Variable elimination

Next, we turn our attention to the problem of inference in graphical models. Given a probabilistic model (such as a Bayes net on an MRF), we are interested in using it to answer useful questions, e.g. determining the probability that a given email is spam. More formally, we will be focusing on two types of questions:

Marginal inference: what is the probability of a given variable in our model after we sum everything else out (e.g. probability of spam vs non-spam)?

$p(y=1) = \sum_{x_2} \sum_{x_2} \cdots \sum_{x_n} p(y=1,x_1, x_2, ..., x_n).$

Maximum a posteriori (MAP) inference: what is the most likely assignment to the variables in the model (possibly conditioned on evidence).

$\max_{x_1, \dots, x_n} p(y=1, x_1,...,x_n)$

It turns out that inference is a challenging task. For many probabilities of interest, it will be NP-hard to answer any of these questions. Crucially, whether inference is tractable will depend on the structure of the graph that describes that probability. If a problem is intractable, we will still be able to obtain useful answers via approximate inference methods.

This chapter covers the first exact inference algorithm, variable elimination. We will discuss approximate inference in later chapters.

An illustrative example

Consider first the problem of marginal inference. Suppose for simplicity that we a given a chain Bayesian network, i.e. a probability of the form

$p(x_1,...,x_n) = p(x_1) \prod_{i=2}^n p(x_i \mid x_{i-1}).$

We are interested in computing the marginal probability $p(x_n)$ . We will assume for the rest of the chapter that the $x_i$ are discrete variables taking $d$ possible values eachThe principles behind variable elimination also extend to many continuous distributions (e.g. Gaussians), but we will not discuss these extensions here. .

The naive way of performing this is to sum the probability over all the $d^{n-1}$ assignments to $x_1,...,x_{n-1}$ :

$p(x_n) = \sum_{x_1} \cdots \sum_{x_{n-1}} p(x_1,...,x_n).$

However, we can do much better by leveraging the factorization of our probability distribution. We may rewrite the sum in a way that ``pushes in” certain variables deeper into the product.
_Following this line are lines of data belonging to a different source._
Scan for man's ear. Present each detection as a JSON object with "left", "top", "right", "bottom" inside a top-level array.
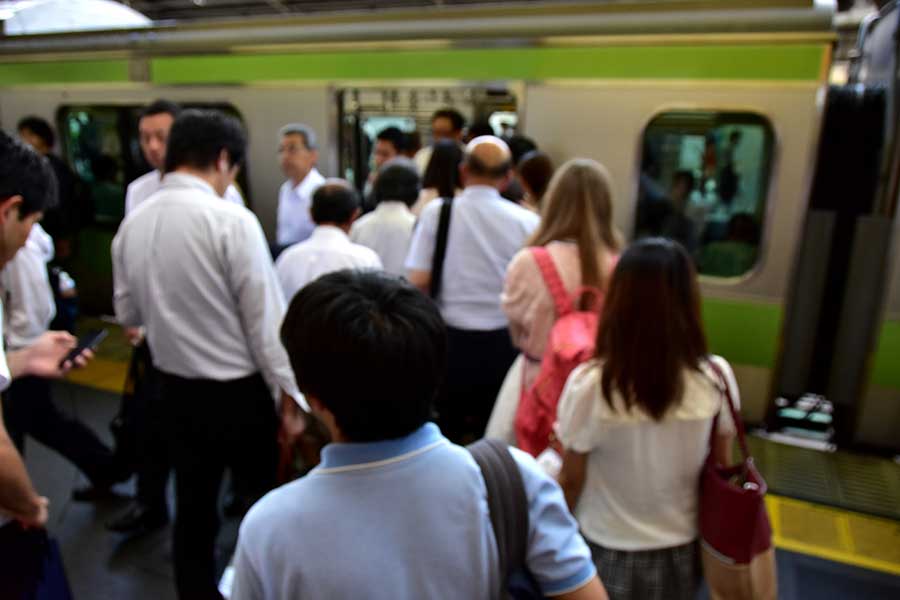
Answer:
[{"left": 0, "top": 195, "right": 24, "bottom": 223}]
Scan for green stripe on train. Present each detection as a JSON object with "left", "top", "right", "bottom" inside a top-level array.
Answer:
[
  {"left": 0, "top": 60, "right": 128, "bottom": 85},
  {"left": 703, "top": 298, "right": 782, "bottom": 368},
  {"left": 150, "top": 44, "right": 825, "bottom": 84},
  {"left": 872, "top": 321, "right": 900, "bottom": 389}
]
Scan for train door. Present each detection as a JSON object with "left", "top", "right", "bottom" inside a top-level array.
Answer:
[{"left": 336, "top": 85, "right": 519, "bottom": 193}]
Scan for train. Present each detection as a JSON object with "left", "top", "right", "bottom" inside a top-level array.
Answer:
[{"left": 0, "top": 0, "right": 900, "bottom": 452}]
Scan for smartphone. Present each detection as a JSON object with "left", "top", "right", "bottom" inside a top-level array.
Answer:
[{"left": 59, "top": 329, "right": 109, "bottom": 369}]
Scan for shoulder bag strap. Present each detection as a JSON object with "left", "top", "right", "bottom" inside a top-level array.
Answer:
[
  {"left": 706, "top": 359, "right": 750, "bottom": 461},
  {"left": 530, "top": 246, "right": 574, "bottom": 317},
  {"left": 468, "top": 438, "right": 528, "bottom": 598},
  {"left": 429, "top": 198, "right": 453, "bottom": 300}
]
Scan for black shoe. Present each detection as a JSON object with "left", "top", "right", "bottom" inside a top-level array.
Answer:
[
  {"left": 72, "top": 483, "right": 122, "bottom": 502},
  {"left": 106, "top": 502, "right": 169, "bottom": 533}
]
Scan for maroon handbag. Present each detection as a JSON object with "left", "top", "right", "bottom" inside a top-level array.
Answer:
[{"left": 700, "top": 361, "right": 777, "bottom": 600}]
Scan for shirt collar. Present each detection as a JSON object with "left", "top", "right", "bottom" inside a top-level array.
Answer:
[
  {"left": 316, "top": 423, "right": 450, "bottom": 472},
  {"left": 294, "top": 167, "right": 325, "bottom": 194},
  {"left": 162, "top": 171, "right": 218, "bottom": 196},
  {"left": 309, "top": 225, "right": 350, "bottom": 242}
]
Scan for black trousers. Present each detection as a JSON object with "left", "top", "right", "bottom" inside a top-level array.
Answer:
[
  {"left": 3, "top": 377, "right": 119, "bottom": 486},
  {"left": 437, "top": 327, "right": 517, "bottom": 444},
  {"left": 0, "top": 522, "right": 47, "bottom": 600},
  {"left": 161, "top": 373, "right": 278, "bottom": 600}
]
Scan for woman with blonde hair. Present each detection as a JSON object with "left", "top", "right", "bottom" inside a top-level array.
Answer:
[{"left": 487, "top": 158, "right": 622, "bottom": 443}]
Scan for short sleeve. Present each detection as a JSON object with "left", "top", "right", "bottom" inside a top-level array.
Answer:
[
  {"left": 556, "top": 361, "right": 601, "bottom": 453},
  {"left": 510, "top": 448, "right": 597, "bottom": 596},
  {"left": 404, "top": 201, "right": 441, "bottom": 271},
  {"left": 710, "top": 356, "right": 741, "bottom": 435}
]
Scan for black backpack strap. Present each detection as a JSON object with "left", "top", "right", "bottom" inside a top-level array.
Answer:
[
  {"left": 468, "top": 438, "right": 528, "bottom": 598},
  {"left": 429, "top": 198, "right": 453, "bottom": 300}
]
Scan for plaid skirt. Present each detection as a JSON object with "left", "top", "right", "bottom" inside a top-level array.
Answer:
[{"left": 586, "top": 540, "right": 701, "bottom": 600}]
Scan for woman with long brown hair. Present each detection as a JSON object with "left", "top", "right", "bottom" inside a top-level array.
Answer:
[
  {"left": 488, "top": 158, "right": 622, "bottom": 442},
  {"left": 556, "top": 238, "right": 739, "bottom": 600}
]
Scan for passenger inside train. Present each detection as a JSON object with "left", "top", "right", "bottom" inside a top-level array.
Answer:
[{"left": 0, "top": 2, "right": 900, "bottom": 600}]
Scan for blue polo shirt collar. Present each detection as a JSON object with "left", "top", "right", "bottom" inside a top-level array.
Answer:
[{"left": 315, "top": 423, "right": 450, "bottom": 473}]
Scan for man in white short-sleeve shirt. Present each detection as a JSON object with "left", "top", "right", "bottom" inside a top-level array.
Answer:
[
  {"left": 275, "top": 179, "right": 381, "bottom": 303},
  {"left": 275, "top": 123, "right": 325, "bottom": 247},
  {"left": 350, "top": 158, "right": 419, "bottom": 275},
  {"left": 406, "top": 136, "right": 539, "bottom": 442}
]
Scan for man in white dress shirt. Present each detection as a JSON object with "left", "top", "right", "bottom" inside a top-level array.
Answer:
[
  {"left": 406, "top": 135, "right": 539, "bottom": 443},
  {"left": 276, "top": 123, "right": 325, "bottom": 248},
  {"left": 350, "top": 158, "right": 419, "bottom": 275},
  {"left": 112, "top": 110, "right": 305, "bottom": 600},
  {"left": 0, "top": 132, "right": 97, "bottom": 598},
  {"left": 125, "top": 100, "right": 246, "bottom": 215},
  {"left": 0, "top": 223, "right": 126, "bottom": 500},
  {"left": 275, "top": 179, "right": 381, "bottom": 304}
]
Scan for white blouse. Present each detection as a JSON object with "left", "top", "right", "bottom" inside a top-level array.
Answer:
[{"left": 556, "top": 356, "right": 740, "bottom": 551}]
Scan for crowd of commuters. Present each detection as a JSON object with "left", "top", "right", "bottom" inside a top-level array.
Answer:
[{"left": 0, "top": 101, "right": 737, "bottom": 600}]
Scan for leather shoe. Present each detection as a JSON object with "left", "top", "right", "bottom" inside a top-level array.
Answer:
[{"left": 106, "top": 502, "right": 169, "bottom": 533}]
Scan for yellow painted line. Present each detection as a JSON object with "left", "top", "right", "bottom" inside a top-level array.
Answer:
[
  {"left": 766, "top": 494, "right": 900, "bottom": 575},
  {"left": 66, "top": 358, "right": 128, "bottom": 394}
]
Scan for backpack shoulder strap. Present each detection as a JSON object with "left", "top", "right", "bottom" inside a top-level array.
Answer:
[
  {"left": 530, "top": 246, "right": 574, "bottom": 317},
  {"left": 429, "top": 198, "right": 453, "bottom": 300},
  {"left": 468, "top": 438, "right": 528, "bottom": 598}
]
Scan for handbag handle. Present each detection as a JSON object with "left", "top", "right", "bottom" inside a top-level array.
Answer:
[{"left": 706, "top": 360, "right": 752, "bottom": 461}]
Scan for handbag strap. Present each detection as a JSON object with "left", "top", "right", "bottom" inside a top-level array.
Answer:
[
  {"left": 529, "top": 246, "right": 574, "bottom": 317},
  {"left": 706, "top": 359, "right": 751, "bottom": 461},
  {"left": 467, "top": 438, "right": 528, "bottom": 598},
  {"left": 429, "top": 198, "right": 453, "bottom": 300}
]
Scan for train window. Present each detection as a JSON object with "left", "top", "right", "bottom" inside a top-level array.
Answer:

$\begin{align*} p(x_n) & = \sum_{x_1} \cdots \sum_{x_{n-1}} p(x_1) \prod_{i=2}^n p(x_i \mid x_{i-1}) \\ & = \sum_{x_{n-1}} p(x_n \mid x_{n-1}) \sum_{x_{n-2}} p(x_{n-1} \mid x_{n-2}) \cdots \sum_{x_1} p(x_2 \mid x_1) p(x_1) . \end{align*}$

We perform this summation by first summing the inner terms, starting from $x_1$ , and ending with $x_{n-1}$ . More concretely, we start by computing an intermediary factor $\tau(x_2) = \sum_{x_1} p(x_2 \mid x_1) p(x_1)$ by summing out $x_1$ . This takes $O(d^2)$ time because we must sum over $x_1$ for each assignment to $x_1$ . The resulting factor $\tau(x_2)$ can be thought of as a table of values (though not necessarily probabilities), with one entry for each assignment to $x_2$ (just as factor $p(x_1)$ can be represented as a table. We may then rewrite the marginal probability using $\tau$ as

$p(x_n) = \sum_{x_{n-1}} p(x_n \mid x_{n-1}) \sum_{x_{n-2}} p(x_{n-1} \mid x_{n-2}) \cdots \sum_{x_2} p(x_3 \mid x_2) \tau(x_2).$

Note that this has the same form as the initial expression, except that we are summing over one fewer variable. We may therefore compute another factor $\tau(x_3) = \sum_{x_2} p(x_3 \mid x_2) \tau(x_2)$ , and repeat the process until we are only left with $x_n$ . Since each step takes $O(d^2)$ time, and we perform $O(n)$ steps, inference now takes $O(n d^2)$ time, which is much better than our naive $O(d^n)$ solution.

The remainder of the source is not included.